Total numbers of SNPs only include those located within 100 kb of target gene trancripts. Multiple probes may target the same gene. In each of the four study cohorts (“CARE CD4”, “CEU LCL”, “CAMP WB”, and “CAMP CD4”) and in their combined meta-analysis (“META”), eQTL association significance was defined as an FDR < 5% (see Materials and Methods). The corresponding minimum and maximum uncorrected P values are also reported.
The individual cohorts together implicated 7,222 unique eQTL genes and an additional 788 were identified only through the subsequent meta-analysis (Figs 1 and 2). Among these total 8,010 eQTL genes identified, the strongest evidence existed for the 257 genes that were detected in each of the four cohorts and also by the by meta-analysis (Fig 1). Of the remainder, 3,156 genes were detected in two or three cohorts and in the meta-analysis; 2,334 were unique to one cohort and also detected in the meta-analysis (Fig 2). A total of 1,475 genes were only detected in individual cohorts but were not significant in the meta-analysis. Of these, 1,251 (85%) were observed in only one of the four cohorts, suggesting they may represent either false positive results or tissue-specific eQTL signals drowned out by the meta-analysis.
Numbers represent counts of genes with at least one significant eQTL SNP (FDR < 5%) in each of the four study cohorts (“CAMP WB”, “CAMP CD4”, “CEU LCL”, and “CARE CD4” in white ellipses) and in their combined meta-analysis (“META” in gray ellipse). Total counts for each group are also summarized in Table 1.
Counts of all significant eQTL genes (meta-analysis FDR < 5%, Table 1) identified per source category are shown with white bars. The first four categories (“1C” through “4C”) represent the number of individual cohorts in which a gene was identified. The fifth category (“UNION”) is the union of the genes from the preceding four categories. The sixth category (“META”) is the set of genes identified in the meta-analysis. Top panel: For comparison, the counts of genes in each category also found by the meta-analysis are shown with overlapping gray bars. Among genes found in the meta-analysis, the count of genes not identified in any of the individual cohorts is shown with a black bar. Bottom panel: The counts of genes found in an eQTL study in WB by Westra et al.  are shown with black bars.

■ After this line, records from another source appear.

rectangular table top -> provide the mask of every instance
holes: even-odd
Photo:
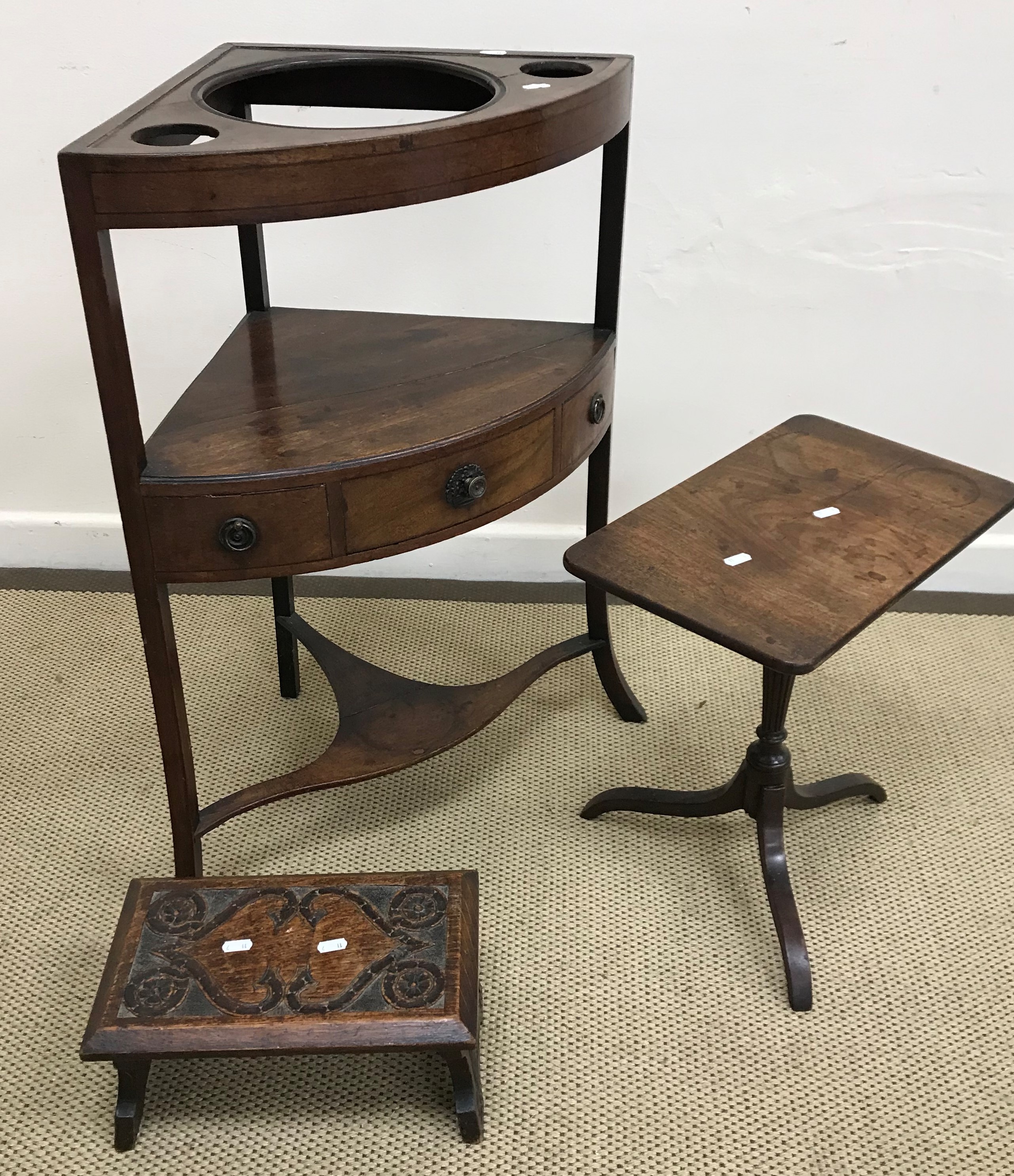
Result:
[[[468,1049],[478,875],[138,878],[86,1061]]]
[[[807,674],[1014,506],[1014,485],[794,416],[572,547],[568,572]]]

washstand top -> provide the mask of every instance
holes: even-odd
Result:
[[[420,203],[566,163],[627,125],[633,59],[222,45],[60,153],[96,228],[300,220]],[[251,106],[426,112],[386,127]],[[434,112],[447,112],[446,116]]]

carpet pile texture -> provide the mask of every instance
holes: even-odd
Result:
[[[269,602],[174,599],[201,802],[306,762],[335,708],[303,653],[282,700]],[[572,604],[305,600],[360,656],[429,681],[581,632]],[[76,1049],[129,878],[172,873],[128,595],[0,593],[5,1016],[0,1170],[145,1176],[994,1176],[1014,1172],[1014,619],[888,614],[789,710],[796,780],[888,802],[787,816],[815,1007],[788,1009],[745,814],[578,818],[602,788],[708,788],[760,670],[612,610],[647,724],[591,659],[467,743],[293,797],[205,842],[207,874],[479,870],[487,1128],[458,1137],[429,1055],[156,1062],[136,1150]]]

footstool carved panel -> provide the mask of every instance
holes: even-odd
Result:
[[[85,1061],[120,1075],[134,1144],[153,1058],[438,1050],[461,1134],[481,1134],[478,877],[141,878],[131,883]]]

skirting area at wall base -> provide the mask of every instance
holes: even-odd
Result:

We then evaluated the replicability of the 6,535 eQTL genes detected in our meta-analysis by examining their overlap with 6,368 genes reported in a substantially larger eQTL study (n = 5,311 samples) of whole blood by Westra et al. . Overall, 3,040 (46%) of 6,535 genes detected in our meta-analysis were also reported by Westra et al. (Fig 2). The degree of overlap between the two studies was greatest for those eQTL genes with greatest evidence of association in the meta-analysis and conversely declined with the strength of association. Genes with an FDR < 5% in the meta-analysis and in all four individual cohorts showed 65% overlap with Westra et al. Genes detected by meta-analysis and in only one cohort showed 49% overlap. Finally, overlap was lowest (20%) for those genes detected in only one cohort but not detected by meta-analysis. Notably, overlap was greater for eQTL genes detected by meta-analysis alone (26%) compared to those detected only in one cohort (20%), suggesting that even the weakest category of meta-analysis results were more often replicated than the results from only single cohorts.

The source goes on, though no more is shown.